This year we are reading the gospel of Mark; but, according to an ancient tradition, during Lent and Eastertide, the Church prefers to read the gospel of John. So, on these mid-Lent Sundays we will hear three passages from John’s gospel about Christ’s coming glorification through his cross and resurrection. We start today with the account of the cleansing of the temple. The synoptic gospels put this episode at the end of Jesus’ life, soon after his triumphal entry into Jerusalem before his passion. John instead places it at the beginning of his public ministry, on the occasion of the first Passover spent by Jesus in Jerusalem.
It is possible to put different interpretations of this incident. We could understand it in a moralistic way: Jesus does not allow the temple—his “Father’s house”—to become a marketplace. This is the interpretation of the disciples, who recall the verse of a Psalm, “Zeal for your house will consume me.” And this is also the interpretation of the synoptic gospels, for which the temple is a “house of prayer.” Admittedly, the presence of merchants and money changers in the temple was fully justified: oxen, sheep and doves were intended for sacrifice; money changers were necessary because pilgrims were coming from different countries. Even around catholic shrines we find nowadays shops of religious articles; and we are not scandalized at that. But we know that Jesus was intransigent on these things: the temple is the house of God, and cannot be converted into a marketplace.
Some have gone so far as to use this episode to justify violence. Since Jesus armed himself with a whip to drive the merchants out of the temple, some theologians—the so-called “theologians of liberation”—supported an armed revolt of the oppressed against injustice. But this would seem a strained interpretation.
John, for his part, presents the episode in a different way: for him, the cleansing of the temple becomes a prediction of Jesus’ passion and resurrection. The Jews ask Jesus, “What sign can you show us (quod signum ostendis nobis) for doing this?” Jesus gives them a cryptic answer, “Destroy this temple and in three days I will raise it up.” The Jews take these words literally. If you remember, during the trial before the Sanhedrin there will be some who will use these words distorted to accuse him, “We heard him say, ‘I will destroy this temple made with hands and within three days I will build another not made with hands’” (Mk 14:58). John clarifies the symbolic meaning of Jesus’ saying, “He was speaking about the temple of his body.” As if to say, “Kill me, and after three days I will rise again.”
But the comparison of Jesus’ body with the temple is not a mere figure of speech. Jesus is identifying himself with the temple. The temple was the place of the presence and manifestation of God in the midst of his people. From now on that role will be played by Jesus himself: he will be the place where God makes himself present among men and men can encounter him.

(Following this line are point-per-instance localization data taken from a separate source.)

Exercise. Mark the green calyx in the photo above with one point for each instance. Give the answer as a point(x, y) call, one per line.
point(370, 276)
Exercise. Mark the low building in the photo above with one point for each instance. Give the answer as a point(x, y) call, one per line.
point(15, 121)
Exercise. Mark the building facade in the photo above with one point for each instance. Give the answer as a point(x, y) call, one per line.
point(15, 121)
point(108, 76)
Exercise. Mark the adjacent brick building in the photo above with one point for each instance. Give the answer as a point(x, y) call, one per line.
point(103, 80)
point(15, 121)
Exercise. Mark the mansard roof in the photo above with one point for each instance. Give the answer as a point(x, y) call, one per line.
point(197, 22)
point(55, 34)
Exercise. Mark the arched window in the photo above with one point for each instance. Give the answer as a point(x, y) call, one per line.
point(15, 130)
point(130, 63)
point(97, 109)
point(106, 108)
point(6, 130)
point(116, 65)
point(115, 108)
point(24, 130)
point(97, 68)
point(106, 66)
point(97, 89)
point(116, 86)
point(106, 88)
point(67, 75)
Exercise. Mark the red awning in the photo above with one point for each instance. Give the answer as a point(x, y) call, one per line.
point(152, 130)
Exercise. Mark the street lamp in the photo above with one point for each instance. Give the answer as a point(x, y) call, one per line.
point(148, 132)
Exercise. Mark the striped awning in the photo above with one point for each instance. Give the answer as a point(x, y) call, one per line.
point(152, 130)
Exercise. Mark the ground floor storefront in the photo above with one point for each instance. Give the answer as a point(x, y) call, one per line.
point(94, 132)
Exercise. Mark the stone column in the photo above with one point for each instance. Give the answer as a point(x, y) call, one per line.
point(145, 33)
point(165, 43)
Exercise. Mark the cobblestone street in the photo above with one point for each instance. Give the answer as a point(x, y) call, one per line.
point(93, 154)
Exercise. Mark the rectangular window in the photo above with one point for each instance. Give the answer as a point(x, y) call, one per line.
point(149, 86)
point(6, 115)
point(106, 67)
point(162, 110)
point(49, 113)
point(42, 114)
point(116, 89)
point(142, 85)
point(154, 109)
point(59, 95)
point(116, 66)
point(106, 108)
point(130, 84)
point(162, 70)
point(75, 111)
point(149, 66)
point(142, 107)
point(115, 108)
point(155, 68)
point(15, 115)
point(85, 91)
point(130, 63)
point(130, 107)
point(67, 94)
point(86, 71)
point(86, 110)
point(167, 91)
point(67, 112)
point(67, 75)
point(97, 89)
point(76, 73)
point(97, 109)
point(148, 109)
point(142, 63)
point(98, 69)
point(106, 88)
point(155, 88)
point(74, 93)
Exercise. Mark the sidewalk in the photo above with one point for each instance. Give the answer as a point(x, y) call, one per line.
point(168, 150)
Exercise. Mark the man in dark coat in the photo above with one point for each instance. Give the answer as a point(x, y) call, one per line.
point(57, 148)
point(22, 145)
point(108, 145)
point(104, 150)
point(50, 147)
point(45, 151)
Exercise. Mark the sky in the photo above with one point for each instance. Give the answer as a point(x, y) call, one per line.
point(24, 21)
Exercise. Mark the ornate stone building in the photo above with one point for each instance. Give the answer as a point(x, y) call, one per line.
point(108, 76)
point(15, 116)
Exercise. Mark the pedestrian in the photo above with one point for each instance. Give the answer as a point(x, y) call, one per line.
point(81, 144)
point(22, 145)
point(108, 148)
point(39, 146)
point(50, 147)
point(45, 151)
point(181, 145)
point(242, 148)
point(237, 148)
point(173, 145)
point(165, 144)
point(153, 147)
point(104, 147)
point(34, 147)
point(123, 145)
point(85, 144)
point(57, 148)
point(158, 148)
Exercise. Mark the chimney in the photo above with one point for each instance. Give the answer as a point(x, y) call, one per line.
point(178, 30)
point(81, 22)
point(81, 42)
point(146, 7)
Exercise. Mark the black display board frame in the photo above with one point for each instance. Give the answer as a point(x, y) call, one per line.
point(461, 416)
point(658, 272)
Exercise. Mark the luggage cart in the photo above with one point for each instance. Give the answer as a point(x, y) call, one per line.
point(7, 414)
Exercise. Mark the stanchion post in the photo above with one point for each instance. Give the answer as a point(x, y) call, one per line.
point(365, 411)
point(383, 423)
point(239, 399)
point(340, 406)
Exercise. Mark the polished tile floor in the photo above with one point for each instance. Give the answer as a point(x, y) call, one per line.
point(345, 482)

Jesus is the true temple of God; he replaces the old temple of Jerusalem.
This is the only sign Jesus gives, so that people may believe in him. In Matthew’s gospel he calls it the sign of Jonah, “An evil and unfaithful generation seeks a sign, but no sign will be given it except the sign of Jonah the prophet. Just as Jonah was in the belly of the whale three days and three nights, so will the Son of Man be in the heart of the earth three days and three nights” (Mt 12:39-40). Saint Paul, in the second reading, says the same, “Jews demand signs … but we proclaim Christ crucified.” Jesus, the living Crucified, is the only sign given to us, on whom we can ground our faith and in whom we can find salvation.